Hawaii rarely is hit with a hurricane, but 2018 brought several hurricanes that affected the Hawaiian Islands, some from a distance. In August 2018 Hurricane Hector passed about 200 miles south of the Island of Hawaii causing 20-foot high waves and dangerous surf as far away as Oahu. Hurricane Lane, peaking at a Category 5, came close to Hawaii and the powerful rains caused mudslides and flooding.
In September 2018, Hurricane Norman passed about 300 miles away from the Hawaiian Islands producing some high surf. Then Hurricane Olivia actually made landfall on Maui and Lanai causing flooding and downed trees.
While the Central Pacific region typically gets fewer hurricanes than the Southeastern US and Caribbean, tropical storms and hurricanes do occasionally hit the region.

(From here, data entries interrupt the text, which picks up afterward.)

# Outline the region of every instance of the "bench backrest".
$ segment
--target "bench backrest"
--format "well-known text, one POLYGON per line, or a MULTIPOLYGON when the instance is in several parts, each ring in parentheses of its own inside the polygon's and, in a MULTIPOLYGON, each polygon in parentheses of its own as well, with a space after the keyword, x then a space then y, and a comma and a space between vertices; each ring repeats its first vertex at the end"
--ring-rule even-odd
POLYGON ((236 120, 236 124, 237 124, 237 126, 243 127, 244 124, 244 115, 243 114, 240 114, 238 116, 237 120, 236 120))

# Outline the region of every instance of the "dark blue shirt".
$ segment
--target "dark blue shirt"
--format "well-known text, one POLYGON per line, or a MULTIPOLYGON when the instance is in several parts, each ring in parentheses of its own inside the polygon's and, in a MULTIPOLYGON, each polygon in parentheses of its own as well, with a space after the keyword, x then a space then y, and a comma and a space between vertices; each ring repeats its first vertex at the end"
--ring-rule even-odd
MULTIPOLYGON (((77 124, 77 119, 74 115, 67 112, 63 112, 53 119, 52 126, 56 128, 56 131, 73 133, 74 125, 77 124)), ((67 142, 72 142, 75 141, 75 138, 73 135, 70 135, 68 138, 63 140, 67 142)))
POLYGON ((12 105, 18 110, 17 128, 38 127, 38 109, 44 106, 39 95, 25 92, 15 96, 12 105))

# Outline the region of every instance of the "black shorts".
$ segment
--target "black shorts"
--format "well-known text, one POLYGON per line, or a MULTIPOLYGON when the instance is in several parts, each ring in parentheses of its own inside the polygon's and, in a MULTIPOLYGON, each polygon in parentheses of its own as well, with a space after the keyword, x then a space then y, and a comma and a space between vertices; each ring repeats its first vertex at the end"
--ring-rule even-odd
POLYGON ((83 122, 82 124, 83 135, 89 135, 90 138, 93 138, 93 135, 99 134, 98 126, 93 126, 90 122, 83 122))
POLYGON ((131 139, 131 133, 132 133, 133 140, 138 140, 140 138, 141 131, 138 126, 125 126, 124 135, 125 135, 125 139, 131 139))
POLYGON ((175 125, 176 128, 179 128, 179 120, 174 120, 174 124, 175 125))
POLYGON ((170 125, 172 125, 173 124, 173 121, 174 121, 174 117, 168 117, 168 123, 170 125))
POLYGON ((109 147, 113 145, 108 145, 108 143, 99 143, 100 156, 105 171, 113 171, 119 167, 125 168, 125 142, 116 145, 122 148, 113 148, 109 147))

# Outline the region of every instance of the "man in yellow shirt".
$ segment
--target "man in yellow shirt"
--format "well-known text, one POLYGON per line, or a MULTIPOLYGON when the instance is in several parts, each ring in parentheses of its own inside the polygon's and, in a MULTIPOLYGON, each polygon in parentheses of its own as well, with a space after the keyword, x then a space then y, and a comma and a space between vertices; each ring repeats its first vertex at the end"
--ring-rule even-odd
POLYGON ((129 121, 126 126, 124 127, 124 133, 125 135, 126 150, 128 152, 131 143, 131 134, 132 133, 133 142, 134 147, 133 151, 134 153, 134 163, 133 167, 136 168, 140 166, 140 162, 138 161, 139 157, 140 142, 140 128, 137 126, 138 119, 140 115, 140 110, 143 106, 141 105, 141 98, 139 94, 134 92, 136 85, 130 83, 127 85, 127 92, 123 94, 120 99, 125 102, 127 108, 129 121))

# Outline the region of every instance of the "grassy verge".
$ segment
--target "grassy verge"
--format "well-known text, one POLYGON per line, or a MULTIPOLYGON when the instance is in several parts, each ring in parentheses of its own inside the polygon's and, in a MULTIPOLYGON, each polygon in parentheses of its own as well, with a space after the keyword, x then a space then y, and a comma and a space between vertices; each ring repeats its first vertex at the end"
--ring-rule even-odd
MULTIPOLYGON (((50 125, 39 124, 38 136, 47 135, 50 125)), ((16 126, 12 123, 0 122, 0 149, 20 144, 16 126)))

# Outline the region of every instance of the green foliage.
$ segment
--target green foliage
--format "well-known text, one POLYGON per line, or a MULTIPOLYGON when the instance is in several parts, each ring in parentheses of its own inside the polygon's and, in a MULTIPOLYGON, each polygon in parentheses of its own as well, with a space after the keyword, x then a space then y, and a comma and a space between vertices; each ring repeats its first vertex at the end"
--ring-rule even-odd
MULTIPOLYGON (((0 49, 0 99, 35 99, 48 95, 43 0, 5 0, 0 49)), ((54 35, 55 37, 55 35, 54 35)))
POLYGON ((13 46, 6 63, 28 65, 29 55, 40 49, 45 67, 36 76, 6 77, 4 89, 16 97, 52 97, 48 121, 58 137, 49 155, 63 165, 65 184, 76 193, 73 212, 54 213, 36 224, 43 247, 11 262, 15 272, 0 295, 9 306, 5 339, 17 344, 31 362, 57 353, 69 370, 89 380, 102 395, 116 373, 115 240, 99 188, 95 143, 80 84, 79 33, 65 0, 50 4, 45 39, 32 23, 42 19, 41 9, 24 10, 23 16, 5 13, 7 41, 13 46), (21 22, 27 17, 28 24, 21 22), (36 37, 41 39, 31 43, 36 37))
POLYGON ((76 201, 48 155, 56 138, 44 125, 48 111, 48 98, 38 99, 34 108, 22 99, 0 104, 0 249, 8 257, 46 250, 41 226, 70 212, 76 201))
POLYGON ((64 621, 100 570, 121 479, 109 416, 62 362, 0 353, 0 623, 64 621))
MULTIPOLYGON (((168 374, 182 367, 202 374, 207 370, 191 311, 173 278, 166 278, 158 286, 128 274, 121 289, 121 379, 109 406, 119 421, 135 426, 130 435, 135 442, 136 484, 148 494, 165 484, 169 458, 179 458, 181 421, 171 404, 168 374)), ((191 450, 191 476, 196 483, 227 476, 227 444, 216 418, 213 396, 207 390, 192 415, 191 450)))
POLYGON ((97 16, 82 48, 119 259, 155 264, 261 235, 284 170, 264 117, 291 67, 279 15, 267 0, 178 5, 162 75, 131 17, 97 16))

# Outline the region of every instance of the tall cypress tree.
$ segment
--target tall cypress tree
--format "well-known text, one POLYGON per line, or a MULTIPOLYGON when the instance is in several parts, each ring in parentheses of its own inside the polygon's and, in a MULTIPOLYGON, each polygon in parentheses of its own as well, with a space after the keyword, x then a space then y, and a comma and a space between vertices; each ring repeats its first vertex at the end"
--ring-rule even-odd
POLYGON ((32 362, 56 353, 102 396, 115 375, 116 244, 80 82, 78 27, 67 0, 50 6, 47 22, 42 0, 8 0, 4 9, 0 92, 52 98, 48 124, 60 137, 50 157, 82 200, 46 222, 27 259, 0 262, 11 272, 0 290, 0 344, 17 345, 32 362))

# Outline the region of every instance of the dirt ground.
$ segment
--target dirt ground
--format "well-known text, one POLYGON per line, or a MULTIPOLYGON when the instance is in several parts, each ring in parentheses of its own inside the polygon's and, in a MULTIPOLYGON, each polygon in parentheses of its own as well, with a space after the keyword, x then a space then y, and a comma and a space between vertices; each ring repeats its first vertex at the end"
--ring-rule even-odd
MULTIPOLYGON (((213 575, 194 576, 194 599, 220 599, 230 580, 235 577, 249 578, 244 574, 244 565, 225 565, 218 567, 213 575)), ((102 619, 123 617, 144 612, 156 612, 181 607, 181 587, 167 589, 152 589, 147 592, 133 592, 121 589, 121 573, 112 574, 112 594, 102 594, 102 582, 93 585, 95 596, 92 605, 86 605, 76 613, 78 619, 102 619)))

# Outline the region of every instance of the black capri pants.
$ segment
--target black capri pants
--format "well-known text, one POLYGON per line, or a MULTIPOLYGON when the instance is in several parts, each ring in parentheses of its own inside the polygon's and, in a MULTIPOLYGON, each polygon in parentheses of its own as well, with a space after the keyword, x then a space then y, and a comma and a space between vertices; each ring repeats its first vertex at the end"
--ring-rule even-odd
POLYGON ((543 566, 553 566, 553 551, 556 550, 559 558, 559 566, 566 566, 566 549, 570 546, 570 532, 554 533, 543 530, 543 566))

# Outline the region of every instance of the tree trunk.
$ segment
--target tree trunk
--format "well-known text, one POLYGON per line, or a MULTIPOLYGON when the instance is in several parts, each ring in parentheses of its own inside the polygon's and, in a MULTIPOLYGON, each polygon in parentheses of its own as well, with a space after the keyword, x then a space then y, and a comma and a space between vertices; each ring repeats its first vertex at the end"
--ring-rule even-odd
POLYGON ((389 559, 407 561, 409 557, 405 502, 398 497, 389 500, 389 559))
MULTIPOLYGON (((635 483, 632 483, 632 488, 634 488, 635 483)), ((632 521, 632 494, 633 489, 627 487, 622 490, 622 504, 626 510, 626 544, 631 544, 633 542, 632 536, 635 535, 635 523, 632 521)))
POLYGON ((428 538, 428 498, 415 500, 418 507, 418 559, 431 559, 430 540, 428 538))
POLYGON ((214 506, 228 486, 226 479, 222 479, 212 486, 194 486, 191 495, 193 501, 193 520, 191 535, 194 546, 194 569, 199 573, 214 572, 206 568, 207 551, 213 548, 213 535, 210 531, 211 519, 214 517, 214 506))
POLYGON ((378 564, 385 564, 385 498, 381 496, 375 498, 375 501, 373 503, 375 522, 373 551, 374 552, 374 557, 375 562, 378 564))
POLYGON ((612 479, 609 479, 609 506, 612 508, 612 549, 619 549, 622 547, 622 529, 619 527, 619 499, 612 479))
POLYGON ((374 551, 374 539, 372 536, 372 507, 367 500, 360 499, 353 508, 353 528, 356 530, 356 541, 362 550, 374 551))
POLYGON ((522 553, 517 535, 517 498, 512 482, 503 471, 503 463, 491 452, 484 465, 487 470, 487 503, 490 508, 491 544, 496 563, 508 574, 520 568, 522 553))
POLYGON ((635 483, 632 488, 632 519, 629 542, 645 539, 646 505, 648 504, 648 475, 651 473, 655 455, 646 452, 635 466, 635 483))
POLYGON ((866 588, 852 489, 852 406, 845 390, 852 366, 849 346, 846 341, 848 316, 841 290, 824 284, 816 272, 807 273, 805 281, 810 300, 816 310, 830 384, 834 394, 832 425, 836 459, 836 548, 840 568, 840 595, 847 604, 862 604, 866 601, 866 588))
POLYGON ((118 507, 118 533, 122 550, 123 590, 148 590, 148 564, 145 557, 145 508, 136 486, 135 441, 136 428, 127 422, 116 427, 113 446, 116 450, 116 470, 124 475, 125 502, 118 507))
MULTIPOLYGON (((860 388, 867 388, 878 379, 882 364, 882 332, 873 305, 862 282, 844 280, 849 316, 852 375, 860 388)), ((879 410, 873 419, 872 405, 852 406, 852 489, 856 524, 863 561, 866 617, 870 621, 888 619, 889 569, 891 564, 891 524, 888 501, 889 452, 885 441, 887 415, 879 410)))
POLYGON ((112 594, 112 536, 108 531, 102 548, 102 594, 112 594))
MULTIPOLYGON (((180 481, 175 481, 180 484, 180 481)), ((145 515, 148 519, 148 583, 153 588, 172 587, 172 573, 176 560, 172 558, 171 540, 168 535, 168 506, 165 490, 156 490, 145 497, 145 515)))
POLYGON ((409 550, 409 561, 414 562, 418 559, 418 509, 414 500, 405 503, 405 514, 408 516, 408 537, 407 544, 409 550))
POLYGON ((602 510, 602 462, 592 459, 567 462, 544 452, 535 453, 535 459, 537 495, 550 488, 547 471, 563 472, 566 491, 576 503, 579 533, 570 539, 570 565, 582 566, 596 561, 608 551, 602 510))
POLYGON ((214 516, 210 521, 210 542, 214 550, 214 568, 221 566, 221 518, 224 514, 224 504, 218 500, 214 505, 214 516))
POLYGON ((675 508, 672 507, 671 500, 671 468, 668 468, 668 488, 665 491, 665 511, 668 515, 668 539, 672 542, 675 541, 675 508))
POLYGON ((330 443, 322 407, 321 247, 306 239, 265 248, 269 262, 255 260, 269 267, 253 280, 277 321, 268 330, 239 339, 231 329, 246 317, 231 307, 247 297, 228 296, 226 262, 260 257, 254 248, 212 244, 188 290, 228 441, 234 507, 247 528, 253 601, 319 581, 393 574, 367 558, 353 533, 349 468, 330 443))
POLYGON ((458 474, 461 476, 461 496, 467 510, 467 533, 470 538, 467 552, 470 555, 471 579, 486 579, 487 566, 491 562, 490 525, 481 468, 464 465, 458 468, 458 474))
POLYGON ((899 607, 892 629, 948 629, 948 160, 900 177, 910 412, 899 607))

The Central Pacific hurricane season runs from June 1 to November 30, peaking in July and August. Note that the peak for the Pacific hurricane season is earlier than that of the Atlantic basin. While that is the designated season, these tropical cyclones (or hurricanes) can occur at any time of the year.
Typical Hurricane Season
Based on historical weather records, the Central Pacific basin will typically experience four or five tropical cyclones each year, including tropical depressions, tropical storms, and hurricanes.
Historically, the busiest hurricane years have coincided with the El Nino cycle. The 1992 and 1994 seasons were both El Nino years and both had 11 storms, the most since 1971.
Hurricanes Hitting Hawaii
Hawaii has been directly hit by hurricanes only three times since 1950, though the region has experienced 147 tropical cyclones over the same period. The last time a major hurricane hit Hawaii was category-4 Hurricane Iniki in 1992. Before that, the last major storm to hit the islands was Hurricane Iwa in 1982.
In 2014, it looked like Hawaii might experience two back-to-back hurricanes, but the first turned into Tropical Storm Iselle and the second, Hurricane Julio, missed the state altogether.
The 2015 hurricane season in the Pacific was the most active on record, with 15 storms forming.
Vacationing During Hurricane Season
Many people visit Hawaii during the designated hurricane season without being affected by any storms. Statistically, the chances of a hurricane or tropical storm hitting Hawaii during your visit are very slim. Still, there are choices you can make to lower the risk of a hurricane disrupting your vacation. For example, if you're traveling during hurricane season, and especially during the peak period, you might consider buying travel insurance.
If you're traveling to a hurricane-prone destination, download the Hurricane app from the American Red Cross for storm updates and a slew of helpful features.
If you are in Hawaii during a storm, follow the guidance of the locals where you are staying. Some things to remember about weathering strong storms include.
- Stay in the interior of the home or hotel room, away from windows.
- Have a flashlight with you and extra batteries.
- Stay out of flood waters during and after heavy rain. It may be warm but don't go wading. The water may have hazardous materials in it or may carry disease.
- Do not be a storm watcher. Wind and rain from tropical cyclones can carry debris.
- Stay off the beaches. Dangerous surf can sweep people away.
- Do not drive through flood waters.